The next morning, I got them back aboard and, with the bow pointed at Lesbos, we sailed away with our toy boatsail. And as luck would have it, twenty stades up the bay, we found our own boatsail mast with the sail still lashed to it, floating with the wrack of the storm, and further downwind we found the mainsail floating below the surface like a dead creature.

‘Truly, the gods love you,’ Paramanos said.

I shrugged. ‘I have some luck,’ I said.

He nodded. I was at the steering oars, and he was drinking fresh water from a little horn cup, a Phoenician habit. ‘I’ve never seen that trick with the boatsail before,’ he said. It was a peace offering, if I wanted it. He was a better sailor than I and he’d taken command when he had to, and he expected me to resent it.

He had me wrong.
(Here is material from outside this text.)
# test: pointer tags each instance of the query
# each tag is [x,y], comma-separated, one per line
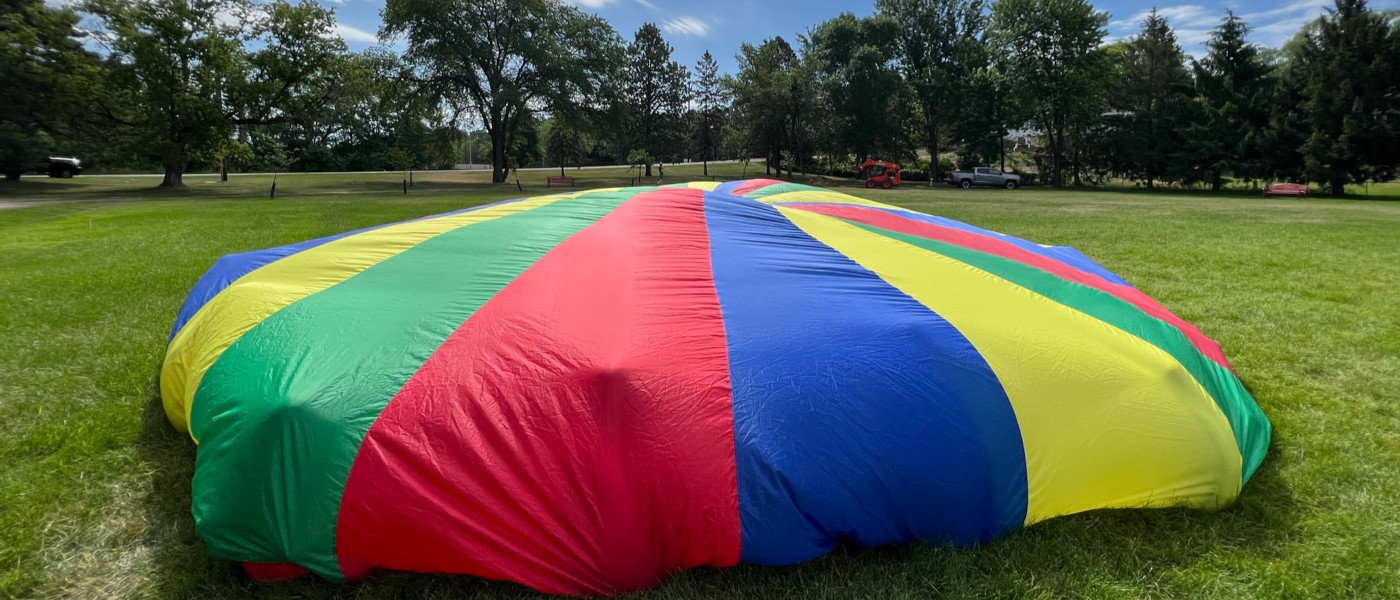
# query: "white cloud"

I waited until he’d finished his water, then I put my arms around his neck. ‘You fucking saved us,’ I said. ‘I’m not so mad as you think.’

He nodded, and finally he couldn’t restrain his grin. ‘I did, didn’t I?’ he said.

‘You did,’ I answered.

The next afternoon, I summoned the Phoenicians aft. I nodded at the helmsman. ‘Paramanos has requested your lives,’ I said. ‘For myself, I bear no grudge against you – we are at war. But I will only free you for a ransom. Choose among yourselves who will go, and who will stay as surety.’

The eldest nodded. First he embraced Paramanos and then he came back to me. ‘I am the richest of these men, and I will stay,’ he said.

I could see the hatred in his eyes, but who loves a man who has killed thirty countrymen in cold blood? I didn’t need his love.

‘Set a price,’ I said.

He named a figure in talents of silver. Paramanos approved and Herakleides, the eldest of the Aeolians, gave a curt nod. Herakleides was already serving as an officer, and training with Paramanos to be a helmsman.

‘On the beach at Methymna,’ I said to the youngest, who was chosen to go. ‘Thirty days.’ I turned to Idomeneus. ‘See to it that he has arms and ten silver owls.’

The eldest Syrian shrugged. ‘Land him at Xanthus,’ he said. ‘We have a factor there.’

And so we did.

When I promised all the rest of the crew shares in the ransom, my status rose again. The four Phoenicians were worth ten times my whole fortune, and I had accounted myself well-off before we fought the battle. Boeotians aren’t good at wealth.

The gods were kind. Dolphins sported at our bow and we had the mainsail up by noon of the second day. A kinder east wind stayed at our stern-quarter all the way up the coast of Asia, until we had to turn and row into the magnificent bay at Mytilene. The beach was not as full of ships as it should have been. Indeed, it was as if only a portion of the fleet that had broken the Phoenicians at Amathus had come to the rendezvous. More than a third of the ships had gone home, and at first glance it looked worse. The Cretans were not the only ones to take their loot and go.

I recognized the Athenian cut of the ships on the south end of the beach but not any of the ships themselves – none of them were Aristides’, but I saw a black hull that might be Herk’s unlovely Nemesis, and I turned my ship at the south end of the beach and put the stern in the sand two oar’s lengths from the man himself, who stood in the gentle surf laughing and shouting rude suggestions at my oarsmen.